Hi,
I want to report back the performance issues i've had so far with
glusterfs mainline 2.5, patch 690 and fuse-2.7.2glfs8.
I'm setting a mail system, which is all ran by Xen 3.2.0 and every
"actual" piece of the mail system is a virtual machine from xen.
Anyway... the virtual machines accessing glusterfs are 6 dovecots and 4
postfixs. There are also 6 nodes, which share their own disk to the
gluster filesystem. Two of the nodes, share 2 disks, one for the
glusterfs, and the other for the namespace
these are the conf files:
****nodes with namespace****
volume esp
type storage/posix
option directory /mnt/compartit
end-volume
volume espa
type features/posix-locks
subvolumes esp
end-volume
volume espai
type performance/io-threads
option thread-count 15
option cache-size 512MB
subvolumes espa
end-volume
volume nm
type storage/posix
option directory /mnt/namespace
end-volume
volume ultim
type protocol/server
subvolumes espai nm
option transport-type tcp/server
option auth.ip.espai.allow *
option auth.ip.nm.allow *
end-volume
*************
***nodes without namespace*****
volume esp
type storage/posix
option directory /mnt/compartit
end-volume
volume espa
type features/posix-locks
subvolumes esp
end-volume
volume espai
type performance/io-threads
option thread-count 15
option cache-size 512MB
subvolumes espa
end-volume
volume ultim
type protocol/server
subvolumes espai
option transport-type tcp/server
option auth.ip.espai.allow *
end-volume
*****************************
***clients****
volume espai1
type protocol/client
option transport-type tcp/client
option remote-host 192.168.1.204
option remote-subvolume espai
end-volume
volume espai2
type protocol/client
option transport-type tcp/client
option remote-host 192.168.1.205
option remote-subvolume espai
end-volume
volume espai3
type protocol/client
option transport-type tcp/client
option remote-host 192.168.1.206
option remote-subvolume espai
end-volume
volume espai4
type protocol/client
option transport-type tcp/client
option remote-host 192.168.1.207
option remote-subvolume espai
end-volume
volume espai5
type protocol/client
option transport-type tcp/client
option remote-host 192.168.1.213
option remote-subvolume espai
end-volume
volume espai6
type protocol/client
option transport-type tcp/client
option remote-host 192.168.1.214
option remote-subvolume espai
end-volume
volume namespace1
type protocol/client
option transport-type tcp/client
option remote-host 192.168.1.204
option remote-subvolume nm
end-volume
volume namespace2
type protocol/client
option transport-type tcp/client
option remote-host 192.168.1.205
option remote-subvolume nm
end-volume
volume grup1
type cluster/afr
subvolumes espai1 espai2
end-volume
volume grup2
type cluster/afr
subvolumes espai3 espai4
end-volume
volume grup3
type cluster/afr
subvolumes espai5 espai6
end-volume
volume nm
type cluster/afr
subvolumes namespace1 namespace2
end-volume
volume ultim
type cluster/unify
subvolumes grup1 grup2 grup3
option scheduler rr
option namespace nm
end-volume
************
The thing is that in earlier patches, the whole system used to hang,
with many different error messages.
Right now, it's been on for days without any hang at all, but i'm facing
serious performance issues.
By only running an "ls" command, it can take like 3 seconds to show
something when the system is "under load". It doesn't happen at all when
there's no activity, so i don't thing has anything to do with xen. Well,
actually, "under load" can mean 3 mails arriving per second. I'm
monitoring everything, and no virtual machine is using more than 20% of
cpu or so.
First, i had log level on both nodes and clients set to DEBUG, but now
is just WARNING, and i've restarted everything so many times.

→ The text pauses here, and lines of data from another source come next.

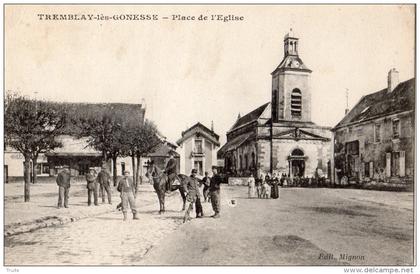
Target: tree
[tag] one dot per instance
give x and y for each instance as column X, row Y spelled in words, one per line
column 31, row 128
column 104, row 134
column 139, row 140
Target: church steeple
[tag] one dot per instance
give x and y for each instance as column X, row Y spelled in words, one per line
column 290, row 44
column 291, row 95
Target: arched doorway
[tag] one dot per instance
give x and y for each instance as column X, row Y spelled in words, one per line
column 297, row 163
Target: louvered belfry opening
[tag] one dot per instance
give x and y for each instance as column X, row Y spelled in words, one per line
column 296, row 103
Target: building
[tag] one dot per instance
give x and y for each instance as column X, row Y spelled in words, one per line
column 376, row 139
column 198, row 149
column 75, row 151
column 161, row 155
column 279, row 136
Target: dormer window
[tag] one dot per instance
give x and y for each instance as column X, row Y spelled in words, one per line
column 198, row 146
column 296, row 103
column 396, row 129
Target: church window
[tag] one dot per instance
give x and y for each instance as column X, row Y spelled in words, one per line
column 297, row 152
column 296, row 103
column 275, row 104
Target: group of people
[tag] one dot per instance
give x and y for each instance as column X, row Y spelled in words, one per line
column 211, row 191
column 265, row 187
column 99, row 182
column 102, row 182
column 95, row 182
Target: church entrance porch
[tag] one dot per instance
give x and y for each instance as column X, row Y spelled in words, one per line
column 297, row 161
column 297, row 168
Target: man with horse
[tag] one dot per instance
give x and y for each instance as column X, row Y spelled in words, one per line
column 171, row 172
column 193, row 196
column 161, row 185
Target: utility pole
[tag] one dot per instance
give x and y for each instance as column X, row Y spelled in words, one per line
column 347, row 102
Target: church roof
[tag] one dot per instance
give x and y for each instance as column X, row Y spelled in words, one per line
column 199, row 128
column 235, row 143
column 382, row 103
column 250, row 117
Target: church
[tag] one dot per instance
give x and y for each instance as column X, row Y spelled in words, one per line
column 279, row 136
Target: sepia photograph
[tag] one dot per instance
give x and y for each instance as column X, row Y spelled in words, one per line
column 210, row 135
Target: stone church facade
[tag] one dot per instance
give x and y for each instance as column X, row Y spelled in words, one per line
column 279, row 136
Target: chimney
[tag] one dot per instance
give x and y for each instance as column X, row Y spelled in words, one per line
column 393, row 80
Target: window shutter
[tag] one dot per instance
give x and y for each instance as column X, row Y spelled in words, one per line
column 388, row 165
column 402, row 163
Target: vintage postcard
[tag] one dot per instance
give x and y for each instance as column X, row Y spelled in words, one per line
column 210, row 135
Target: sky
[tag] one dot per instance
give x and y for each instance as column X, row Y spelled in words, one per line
column 202, row 71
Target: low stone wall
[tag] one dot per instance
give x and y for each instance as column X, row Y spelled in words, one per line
column 239, row 181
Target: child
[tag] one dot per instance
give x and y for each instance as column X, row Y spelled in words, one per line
column 127, row 190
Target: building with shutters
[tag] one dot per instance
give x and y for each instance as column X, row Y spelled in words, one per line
column 75, row 151
column 198, row 149
column 376, row 139
column 280, row 136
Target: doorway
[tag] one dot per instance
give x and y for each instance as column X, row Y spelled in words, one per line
column 298, row 168
column 297, row 163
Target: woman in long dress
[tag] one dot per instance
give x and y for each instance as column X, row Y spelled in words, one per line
column 251, row 188
column 275, row 187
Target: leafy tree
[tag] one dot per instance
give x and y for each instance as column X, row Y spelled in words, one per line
column 138, row 141
column 31, row 128
column 104, row 134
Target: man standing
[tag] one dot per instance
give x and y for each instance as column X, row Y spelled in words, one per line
column 63, row 182
column 171, row 172
column 127, row 189
column 215, row 182
column 191, row 188
column 206, row 182
column 104, row 180
column 92, row 186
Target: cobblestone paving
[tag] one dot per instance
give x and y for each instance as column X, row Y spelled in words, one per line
column 99, row 240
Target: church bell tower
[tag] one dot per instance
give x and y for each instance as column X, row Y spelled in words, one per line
column 291, row 95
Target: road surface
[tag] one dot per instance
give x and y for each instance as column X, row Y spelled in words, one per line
column 303, row 227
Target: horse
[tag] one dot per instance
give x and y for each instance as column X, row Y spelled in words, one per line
column 160, row 180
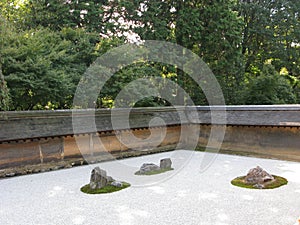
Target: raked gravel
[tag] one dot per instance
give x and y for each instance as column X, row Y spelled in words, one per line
column 186, row 195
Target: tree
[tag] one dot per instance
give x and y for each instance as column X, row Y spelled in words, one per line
column 269, row 88
column 271, row 31
column 42, row 67
column 210, row 29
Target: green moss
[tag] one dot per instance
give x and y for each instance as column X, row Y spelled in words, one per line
column 279, row 181
column 106, row 189
column 154, row 172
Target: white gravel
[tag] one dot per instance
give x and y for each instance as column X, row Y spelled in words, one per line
column 185, row 195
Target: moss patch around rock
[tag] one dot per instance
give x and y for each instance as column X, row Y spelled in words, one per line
column 106, row 189
column 154, row 172
column 279, row 181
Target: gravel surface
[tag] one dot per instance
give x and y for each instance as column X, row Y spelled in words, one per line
column 185, row 195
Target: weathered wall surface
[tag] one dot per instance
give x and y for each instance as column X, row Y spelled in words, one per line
column 39, row 137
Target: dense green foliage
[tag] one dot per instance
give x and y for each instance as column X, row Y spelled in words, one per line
column 46, row 46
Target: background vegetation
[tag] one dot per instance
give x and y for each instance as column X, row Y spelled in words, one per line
column 252, row 46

I was suggested to use "type performance/io-threads" on the node side.
It actually worked, before that, it wasn't 3 seconds, but 5 or more.
I've set the "thread-count" value to different values and also "cache-size"
The system is supposed to handle a big amount of traffic, far more than
3 mails a second.
What do you think about the whole set up? Should i keep using namespace?
Should i use new nodes for namespaces? Should i use different values for
iothread?
One last thing... i'm using reiserfs on the "storage devices" that nodes
share. Should i be using XFS or something else?
Logs don't show any kind of error now... i don't have a clue of what is
failing now....
I would be pleased if you could give some ideas.
Thank you.